Transport - Goods & Shopping

Shop Local

Transport not only concerns the movement of people, it also relates to the movement of goods so our consumption patterns are also closely linked with the issue of travel.

Food miles

How often have you gone into a supermarket and come home with apples from New Zealand instead of fruit that was produced locally?

Every product that is not made or produced in your local area has to be transported from a farm or production site, to a factory or processors, to a distribution centre, to an airport, to another airport, to another distribution centre, to your local shop or supermarket. Think of the ‘food miles’ attached to something as simple as an apple! Have a look at the labels on your clothes and furniture to see where they come from. Often produce from far away is chosen for its ability to 'travel well' rather than for its taste! It is often picked when it is still unripe and artificially ripened along the many miles it has to travel to make it to our supermarkets. Road freight experienced the largest growth in transport energy use since 1990 increasing by 255%.

Local Food & Local Goods

Would it be possible to source any of the products you use in your home from a local supplier?

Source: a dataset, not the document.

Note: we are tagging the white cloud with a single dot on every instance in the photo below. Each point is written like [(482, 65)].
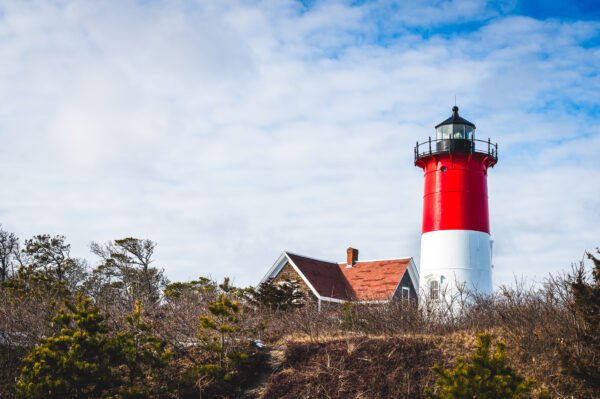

  • You’d be reducing the energy used to bring that product to you, as well as supporting your local economy.
  • Considering that we are heavily dependent on imported oil products for transport energy (99%, SEAI 2014), sourcing products locally would be a step towards self-sufficiency.
  • Consider buying food from your local famers' market or country market - it is likely that the goods have been grown or produced close to your home and if in doubt, you can always ask the seller! Visiting markets is a great way to get the freshest local produce and mingle with the community while supporting local producers - again, asking the stall holder about the origin of the goods is often the only way to find out where the produce comes from.

Supermarket shopping

When you are in the supermarket, try to buy the fruit and vegetables that have been grown in Ireland. You'd be surprised to see on display, strawberries from both Ireland and the USA; tomatoes from both Ireland and Spain, potatoes from both Israel and Ireland, etc. Buying the Irish food guarantees that the transport costs are lower, the food is likely to be fresher and have more flavour and your choice will help support home industries.